A head CT scan is always done first to make sure it’s not a hemorrhagic stroke. Giving tPA to someone who’s bleeding in their brain will increase the bleeding. This makes a hemorrhagic stroke significantly worse and potentially life-threatening.
If you’re at high risk or have had a previous thrombotic stroke, your doctor will probably prescribe an antiplatelet medication to make it harder for your blood to clot to help prevent a future stroke. These medications include:
- clopidogrel (Plavix)
- combination of aspirin and dipyridamole (Aggrenox)
Receiving appropriate treatment quickly is critical for a good outcome. When part of the brain doesn’t get blood, cells start to die in just a few minutes. Once the artery is reopened, the injured brain tissue gets blood again and begins to heal.
If the damage isn’t severe, it’s possible to regain some of the lost function caused by the stroke and have a better outcome. The longer the time between stroke onset and reopening of the artery, the more long-term effects you’ll have.
A full recovery is possible when a thrombotic stroke is successfully treated within a few hours. You’re almost two times as likely to have a positive outcome if an ischemic stroke is treated with tPA within 4.5 hours of symptom onset.
Physical, speech, and occupational therapy are important for improving the outcome after a stroke:
- Physical therapy can strengthen your muscles and help with problems in balance, coordination, walking, and dealing with loss of function, like weakness on one side of the body.
- Speech therapy can help with problems in talking, writing, reading, and swallowing.
- Occupational therapy helps you relearn skills you need to perform daily activities, like cooking and getting dressed.
A thrombotic stroke can be difficult. It can leave a person unable to walk, talk, or think clearly. But when diagnosed and successfully treated within a few hours, complete recovery is possible.
The most important indicator of your outlook is how quickly the artery is reopened after the stroke starts. If too much time passes before the blocked artery is opened, some or all of the symptoms can be permanent. You can also not survive the stroke.
It’s important to remember the warning signs for a stroke so you can recognize when someone is having one and immediately call 911 or your local emergency services.
An easy memory aide from the National Stroke Association is “FAST”:
- F is for facial droop. One side of your face is numb or droopy and you have a lopsided smile.

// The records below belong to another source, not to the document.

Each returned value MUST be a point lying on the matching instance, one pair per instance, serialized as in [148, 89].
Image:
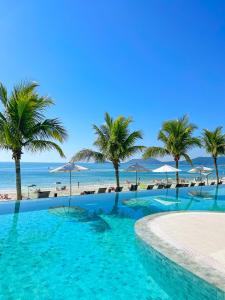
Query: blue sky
[152, 60]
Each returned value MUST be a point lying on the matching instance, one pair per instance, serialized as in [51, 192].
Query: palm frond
[43, 145]
[155, 152]
[87, 155]
[3, 95]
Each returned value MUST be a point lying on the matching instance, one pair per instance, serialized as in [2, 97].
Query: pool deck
[194, 240]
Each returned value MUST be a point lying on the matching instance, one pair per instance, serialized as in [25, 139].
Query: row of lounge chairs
[133, 187]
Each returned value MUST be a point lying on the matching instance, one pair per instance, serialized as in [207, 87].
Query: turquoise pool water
[85, 247]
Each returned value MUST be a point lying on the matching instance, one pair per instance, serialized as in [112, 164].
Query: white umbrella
[201, 170]
[166, 169]
[136, 168]
[69, 168]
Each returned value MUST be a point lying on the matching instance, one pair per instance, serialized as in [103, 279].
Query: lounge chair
[185, 184]
[101, 190]
[133, 187]
[43, 194]
[118, 189]
[178, 185]
[87, 192]
[150, 186]
[168, 186]
[160, 186]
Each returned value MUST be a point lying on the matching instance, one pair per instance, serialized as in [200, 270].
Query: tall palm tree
[177, 138]
[114, 143]
[214, 143]
[23, 124]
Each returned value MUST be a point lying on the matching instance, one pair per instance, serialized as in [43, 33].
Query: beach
[98, 175]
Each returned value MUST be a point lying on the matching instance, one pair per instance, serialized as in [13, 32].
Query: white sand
[198, 234]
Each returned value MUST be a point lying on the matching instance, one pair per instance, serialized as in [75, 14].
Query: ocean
[38, 174]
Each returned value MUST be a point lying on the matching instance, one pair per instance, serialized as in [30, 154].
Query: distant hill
[202, 160]
[148, 161]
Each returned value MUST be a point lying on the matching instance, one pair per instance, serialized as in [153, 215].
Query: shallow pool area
[85, 247]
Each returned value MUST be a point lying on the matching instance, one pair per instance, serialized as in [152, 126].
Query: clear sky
[152, 60]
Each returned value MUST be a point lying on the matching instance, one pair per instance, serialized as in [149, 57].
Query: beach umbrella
[166, 169]
[69, 168]
[201, 170]
[136, 168]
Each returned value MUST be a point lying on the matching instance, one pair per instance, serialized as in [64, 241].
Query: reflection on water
[49, 246]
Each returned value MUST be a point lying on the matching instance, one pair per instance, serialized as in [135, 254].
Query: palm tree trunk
[177, 174]
[216, 168]
[18, 179]
[116, 166]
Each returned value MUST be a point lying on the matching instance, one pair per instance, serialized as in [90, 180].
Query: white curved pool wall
[179, 276]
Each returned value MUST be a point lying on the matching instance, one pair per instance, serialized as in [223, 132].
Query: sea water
[38, 174]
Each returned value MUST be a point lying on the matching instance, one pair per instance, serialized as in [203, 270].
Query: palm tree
[177, 138]
[23, 125]
[214, 143]
[114, 143]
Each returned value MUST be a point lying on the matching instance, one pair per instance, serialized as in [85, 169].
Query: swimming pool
[85, 247]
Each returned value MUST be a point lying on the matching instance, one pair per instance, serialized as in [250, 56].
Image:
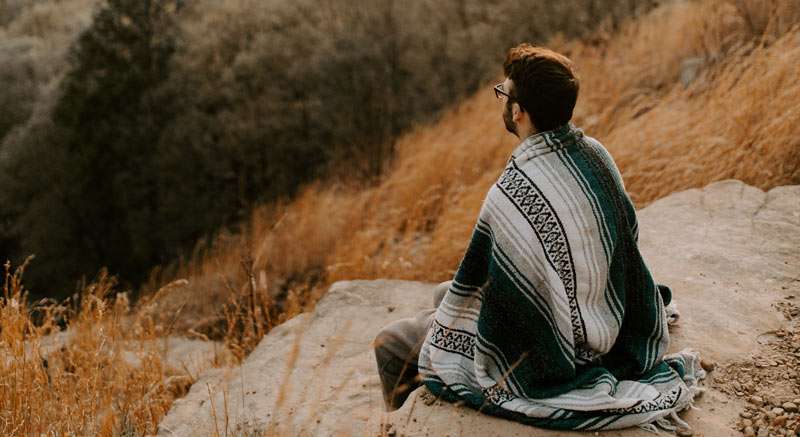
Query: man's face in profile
[508, 118]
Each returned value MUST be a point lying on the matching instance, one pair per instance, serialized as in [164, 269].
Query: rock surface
[729, 252]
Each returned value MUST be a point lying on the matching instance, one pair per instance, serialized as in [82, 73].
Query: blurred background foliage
[131, 131]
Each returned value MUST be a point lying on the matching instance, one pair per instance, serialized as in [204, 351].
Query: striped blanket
[553, 319]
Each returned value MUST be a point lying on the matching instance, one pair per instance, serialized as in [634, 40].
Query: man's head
[542, 85]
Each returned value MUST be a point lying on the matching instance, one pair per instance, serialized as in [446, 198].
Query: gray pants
[397, 348]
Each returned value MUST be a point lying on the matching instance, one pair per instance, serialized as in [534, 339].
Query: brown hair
[545, 84]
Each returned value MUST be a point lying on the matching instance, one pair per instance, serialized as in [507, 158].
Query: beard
[508, 120]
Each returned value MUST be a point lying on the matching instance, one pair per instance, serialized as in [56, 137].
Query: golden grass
[104, 375]
[738, 119]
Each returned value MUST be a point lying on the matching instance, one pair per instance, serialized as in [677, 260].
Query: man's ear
[516, 111]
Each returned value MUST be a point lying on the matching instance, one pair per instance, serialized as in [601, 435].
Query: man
[552, 319]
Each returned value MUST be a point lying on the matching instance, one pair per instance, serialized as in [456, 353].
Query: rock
[731, 232]
[708, 365]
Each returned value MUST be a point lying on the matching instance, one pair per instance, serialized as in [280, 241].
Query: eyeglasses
[499, 92]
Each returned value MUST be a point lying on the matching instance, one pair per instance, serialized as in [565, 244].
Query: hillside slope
[316, 374]
[692, 93]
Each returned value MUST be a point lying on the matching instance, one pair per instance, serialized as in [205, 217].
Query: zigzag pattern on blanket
[553, 318]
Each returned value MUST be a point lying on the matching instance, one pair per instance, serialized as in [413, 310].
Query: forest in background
[131, 130]
[687, 94]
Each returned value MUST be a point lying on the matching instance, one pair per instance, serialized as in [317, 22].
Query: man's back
[552, 318]
[552, 305]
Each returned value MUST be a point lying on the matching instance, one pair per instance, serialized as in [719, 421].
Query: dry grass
[104, 375]
[737, 118]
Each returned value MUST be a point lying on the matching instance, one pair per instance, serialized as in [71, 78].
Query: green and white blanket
[553, 319]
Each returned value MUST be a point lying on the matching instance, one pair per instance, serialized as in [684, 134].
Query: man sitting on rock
[552, 319]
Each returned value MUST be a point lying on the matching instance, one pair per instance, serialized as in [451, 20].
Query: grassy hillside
[736, 118]
[691, 93]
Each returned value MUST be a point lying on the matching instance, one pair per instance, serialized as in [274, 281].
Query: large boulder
[729, 252]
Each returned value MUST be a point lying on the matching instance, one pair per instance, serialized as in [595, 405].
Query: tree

- A is for arm weakness. Your arm on one side is numb or weak and it slips downward when both arms are raised.
- S is for speech difficulty. You can’t speak or be understood, your words are slurred, you can’t think of the word you want to say, or you can’t repeat a sentence.
- T is for time to call 911. Any of these can be a sign you’re having a stroke, even if they only last a short time. If you or someone around you has any of them, immediately call 911, tell them someone is having a stroke, and remember when the symptoms started (so you can tell the doctor). This is the best and fastest way to get treatment started and improve the outcome.
There are things you can do to help prevent a thrombotic stroke. The best way is to reduce or eliminate your risk factors. Do the following:
- Lower your cholesterol. This can be done by exercising and eating a healthy, low-cholesterol diet. But most people need medication to lower it enough to reduce their risk.
- Treat high blood pressure. It’s important to continue your medication even after your blood pressure reaches the target level.
- Treat diabetes. Keep your blood sugar as close to the normal range as possible with diet, exercise, and medication.
- Stop smoking. According to the National Stroke Association, the risk of a stroke in a smoker is twice as high as that of a nonsmoker.
- Maintain a healthy lifestyle. This should include moderate exercise and a healthy diet. Lose weight if needed.
- Avoid using illegal drugs. Cocaine and methamphetamine can tighten your arteries, reducing blood flow.